あたし……『あやかし鏡』『スナイプ』『アンリミテッド』『暴虐海王』『スコルピオ』『風林火山』『ハードボード』
クララ……『逃げ足サンダル』『誰も寝てはならぬ』『三光輪』『スカロップ』『シンプルガード』『スペルサポーター』『ボトムアッパー』
アトム……『ドラゴンキラー』『ルアー』『誰も寝てはならぬ』『ハードボード』『武神の守護』『シンプルガード』『吸血鬼の牙』
ダンテ……『誰も寝てはならぬ』『癒し穂』『三光輪』『るんるん』『マジシャンシール』『光の幕』『マジックオーソリティ』
予備……『寒桜』×四『誰も寝てはならぬ』『サイドワインダー』×二『三光輪』×二『前向きギャンブラー』『オールレジスト』『ヒット&乱』『刷り込みの白』『ナックル』×二『ニードル』『スラッシュ』『アンデッドバスター』『風月』『鷹の目』『スナイプ』『シールド』『ファイブスター』『ボトムアッパー』『厄除け人形』『火の杖』『エルフのマント』『ファラオの呪い』『プチエンジェル』『遊歩』×四『クールプレート』×四『ウォームプレート』×四『セントカーム』
手持ちがこれだけと、ヨブノブに貸している『スラッシュ』と『シールド』がもう一枚ずつある。

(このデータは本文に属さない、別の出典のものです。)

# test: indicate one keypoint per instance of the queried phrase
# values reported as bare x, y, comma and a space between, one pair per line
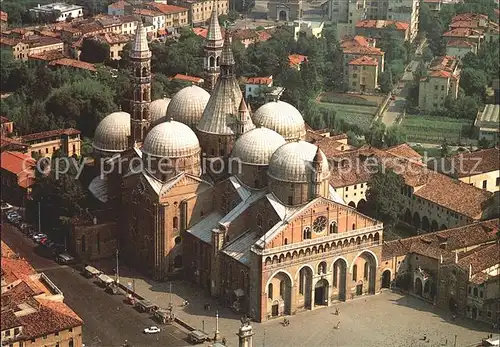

ノブ君は気合の入ってるいい子だから、あげちゃってもいいんだけどな。
「何だかんだでカード増えたねえ」
「宝の山でやすよ」
うん、宝の山だ。
序盤はパワーカードさえあればやっていけると思ってたじゃないか。
初心に返らせてもらったという意味では、今日のお宝は『セントカーム』一枚分以上の価値があったと思える。
「ダンテに会う前のことだけどね。アルアさんの工房に行くまでは、パワーカードをどうやって手に入れようかって、結構悩んだんだよ」
「そうでやしたねえ」
「ミーもパワーカードについて初めて聞いた時、インタレスティングだと思ったね」
「経験まで含めて財産だよ」
極めていい話っぽい。
しかし実際のところは夕御飯直前でお腹減ってるから、何となく口寂しいじゃなかったもの悲しい気分になっただけ。